Nagorno Karabakh, Armenian Foreign Minister sacked amid protests

Armenia

Armenian Prime Minister Nikol Pashinyan fired his foreign minister Zohrab Mnatsakanyan on Monday, as thousands of people took part in a new demonstration against the peace agreement signed with Azerbaijan. The ceasefire agreement in Nagorno-Karabakh, reached through Russian mediation, sparked controversy and angry reactions in Armenia following the announcement by Prime Minister Pashinyan last week. The deal has put an end to the battles that since the beginning of September caused thousands of deaths and tens of thousands of displaced people.

Armenia agreed to cede parts of the region to Azerbaijan, as well as other territories controlled by Armenian separatists since the war of the 1990s that followed the collapse of the Soviet Union. Its announcement sparked outrage in Armenia, whose capital, Yerevan, has seen thousands of demonstrations calling for Pashinyan resignation. Protesters called the head of the government a traitor, storming and looting several government buildings. Pashinyan did not resign, but in an attempt to appease the protesters, he announced on Monday that he had decided to sack Foreign Minister Zohrab Mnatsakanyan.

Yesterday several thousand opposition supporters gathered for a new demonstration, in Yerevan, under the slogan “Out, Pashinyan and Nikole the traitors.” Opposition politician Eduard Sharmazanov said that Pashinyan stay for even one more hour threatens Armenia’s security. During the demonstration, the opposition leader reiterated that “the only thing we can discuss with the Prime Minister is his resignation.” So far, Pashinyan, whose wife and son went to the front during the fighting, has managed to contain the political storm despite the pressures he faces internally and internationally.

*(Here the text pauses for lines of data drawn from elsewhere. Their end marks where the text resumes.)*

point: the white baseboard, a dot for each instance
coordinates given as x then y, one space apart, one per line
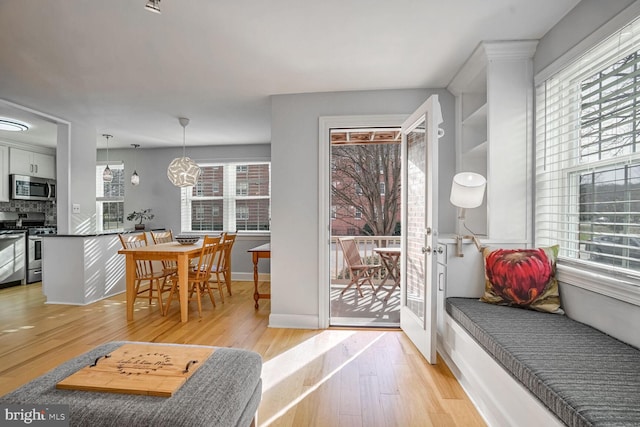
248 277
294 321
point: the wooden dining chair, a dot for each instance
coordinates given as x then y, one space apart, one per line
169 266
358 271
222 268
200 274
148 281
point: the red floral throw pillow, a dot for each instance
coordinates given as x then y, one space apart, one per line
522 278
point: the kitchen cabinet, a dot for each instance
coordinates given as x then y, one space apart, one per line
23 162
494 133
4 174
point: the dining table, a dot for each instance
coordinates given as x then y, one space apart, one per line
175 251
390 258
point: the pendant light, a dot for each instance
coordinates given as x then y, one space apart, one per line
182 171
153 6
107 175
135 178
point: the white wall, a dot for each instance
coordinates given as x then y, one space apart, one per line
578 24
79 163
295 200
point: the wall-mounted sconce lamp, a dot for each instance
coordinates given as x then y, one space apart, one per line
467 192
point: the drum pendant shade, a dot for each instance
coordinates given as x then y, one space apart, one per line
182 171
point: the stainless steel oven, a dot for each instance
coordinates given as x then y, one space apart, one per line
12 252
34 252
34 258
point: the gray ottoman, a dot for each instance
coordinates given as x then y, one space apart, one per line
224 391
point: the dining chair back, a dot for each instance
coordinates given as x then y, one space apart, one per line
200 274
149 282
222 268
165 237
359 272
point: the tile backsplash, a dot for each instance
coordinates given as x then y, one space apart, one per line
49 208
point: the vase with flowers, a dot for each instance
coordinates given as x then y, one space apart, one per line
140 217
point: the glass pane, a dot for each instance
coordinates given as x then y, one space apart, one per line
205 215
416 207
112 215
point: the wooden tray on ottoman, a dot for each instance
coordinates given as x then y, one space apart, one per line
150 369
225 390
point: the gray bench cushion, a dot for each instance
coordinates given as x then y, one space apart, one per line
224 391
582 375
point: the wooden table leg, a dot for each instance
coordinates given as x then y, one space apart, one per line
183 284
130 271
256 294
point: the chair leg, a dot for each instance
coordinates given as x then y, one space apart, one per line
196 289
220 286
174 286
210 292
227 279
159 287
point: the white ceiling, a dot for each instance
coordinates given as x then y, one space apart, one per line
128 72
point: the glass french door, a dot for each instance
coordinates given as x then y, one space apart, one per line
418 269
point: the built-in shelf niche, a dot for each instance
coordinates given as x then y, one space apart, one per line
493 91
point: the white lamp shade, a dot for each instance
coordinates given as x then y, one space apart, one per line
107 175
183 172
467 190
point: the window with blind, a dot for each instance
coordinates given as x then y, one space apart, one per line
588 156
228 197
110 198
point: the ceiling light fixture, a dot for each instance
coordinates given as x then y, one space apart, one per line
107 175
153 6
135 178
182 171
13 125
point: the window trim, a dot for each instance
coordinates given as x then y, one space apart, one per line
233 171
617 283
100 200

On Monday, he announced to Parliament that the Armenian army’s support for separatists in Karabakh continues. He also stressed that the peace agreement was the only option available for Armenia and ensured the continuity of Nagorno-Karabakh. Although the disputed breakaway region has lost land in the interest of Azerbaijan, the deployment of some 2,000 troops as part of a peacekeeping force for an initial five-year period would provide a guarantee of its continuity.

Pashinyan previously called for calm, sending a letter to his supporters on Monday. “Today, I made it clear that violence or incitement to violence, especially armed violence, cannot in any way be a means of action for the government,” he said in a comment on Facebook. And he expressed hope that the opposition will do the same.

On Saturday, the authorities announced they had foiled a plot to assassinate the prime minister and arrested the opposition leader and former head of the security services in Armenia, Artur Vyalitsyna. On Sunday evening, Vyalitsyna, leader of the center-right opposition Patria, was released after a court in Yerevan ruled that there was no legal basis to hold him.

Last week, authorities arrested 12 opposition leaders for inciting the masses to riot, but the courts released them. Nagorno-Karabakh, a predominantly Armenian region of Azerbaijan, separated from Baku during a war in the early 1990s that resulted in the deaths of around 30,000 people. Decades of stalemate, failed negotiations, and sporadic clashes followed, before the outbreak of the heaviest fighting interrupted by the ceasefire of 27 September 1994. Several peace attempts facilitated by Moscow, Paris, and Washington, who co-chair the Minsk Group, tasked with finding a solution to the conflict, have always failed.